Во времена советского атеизма священник не был унижен животным страхом перед епископом. Тогда мы вместе смотрели в глаза опасности и были готовы к мученичеству, если призовёт Бог. Мы были единомысленны. Совет по делам религий, Компартия, НКВД были нашими общими противниками. Подвергаясь гонениям, лишаясь регистрации, попадая в тюрьму, священник знал, что может опереться на сочувствие и молитву Церкви.

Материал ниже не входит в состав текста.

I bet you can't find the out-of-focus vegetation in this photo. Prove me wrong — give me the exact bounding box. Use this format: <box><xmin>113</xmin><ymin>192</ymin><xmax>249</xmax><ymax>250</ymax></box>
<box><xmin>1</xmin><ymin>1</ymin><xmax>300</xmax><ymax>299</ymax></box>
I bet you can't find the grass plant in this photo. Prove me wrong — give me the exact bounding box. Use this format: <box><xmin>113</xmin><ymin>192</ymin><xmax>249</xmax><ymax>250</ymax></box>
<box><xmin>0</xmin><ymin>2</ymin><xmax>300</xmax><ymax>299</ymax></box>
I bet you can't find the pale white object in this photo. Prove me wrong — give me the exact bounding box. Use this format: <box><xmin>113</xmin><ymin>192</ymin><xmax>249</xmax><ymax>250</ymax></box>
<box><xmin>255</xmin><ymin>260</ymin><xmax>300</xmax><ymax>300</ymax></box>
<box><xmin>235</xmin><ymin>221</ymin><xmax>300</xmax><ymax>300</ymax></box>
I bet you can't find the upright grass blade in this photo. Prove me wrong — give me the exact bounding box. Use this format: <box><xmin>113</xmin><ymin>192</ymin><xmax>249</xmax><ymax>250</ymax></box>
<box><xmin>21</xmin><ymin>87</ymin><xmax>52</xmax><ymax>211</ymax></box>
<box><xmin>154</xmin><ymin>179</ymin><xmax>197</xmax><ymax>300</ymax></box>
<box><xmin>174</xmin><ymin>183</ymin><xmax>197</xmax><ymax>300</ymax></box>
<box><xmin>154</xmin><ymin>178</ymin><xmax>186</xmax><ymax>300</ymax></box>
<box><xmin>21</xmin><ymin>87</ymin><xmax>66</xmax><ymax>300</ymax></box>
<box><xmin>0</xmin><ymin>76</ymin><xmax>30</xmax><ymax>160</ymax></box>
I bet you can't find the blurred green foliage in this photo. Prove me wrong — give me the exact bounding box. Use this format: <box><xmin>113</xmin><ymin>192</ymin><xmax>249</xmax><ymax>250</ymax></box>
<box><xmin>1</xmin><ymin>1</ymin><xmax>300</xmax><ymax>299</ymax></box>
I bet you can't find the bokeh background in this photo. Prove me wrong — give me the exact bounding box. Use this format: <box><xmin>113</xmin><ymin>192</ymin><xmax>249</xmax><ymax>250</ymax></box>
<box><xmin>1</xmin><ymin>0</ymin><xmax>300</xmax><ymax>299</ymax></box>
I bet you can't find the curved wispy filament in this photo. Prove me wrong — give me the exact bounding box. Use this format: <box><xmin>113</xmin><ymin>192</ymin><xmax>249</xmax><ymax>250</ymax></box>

Вернувшись из тюремного заключения в 1972 г. автор этих строк, священник, пришёл на приём к архиеп. Варфоломею Ташкентскому и Среднеазиатскому. Мы не были знакомы. Когда я вошёл в кабинет на берёзовой ноге без креста и в чужой рясе, Владыка растрогался, одел на меня протоиерейский крест, благословил и обнял. Эту награду я храню как дорогую память прошлого взаимопонимания с епископом. По поводу награды гонимого священника архиеп. Варфоломей принял большие скорби в Совете по делам религий.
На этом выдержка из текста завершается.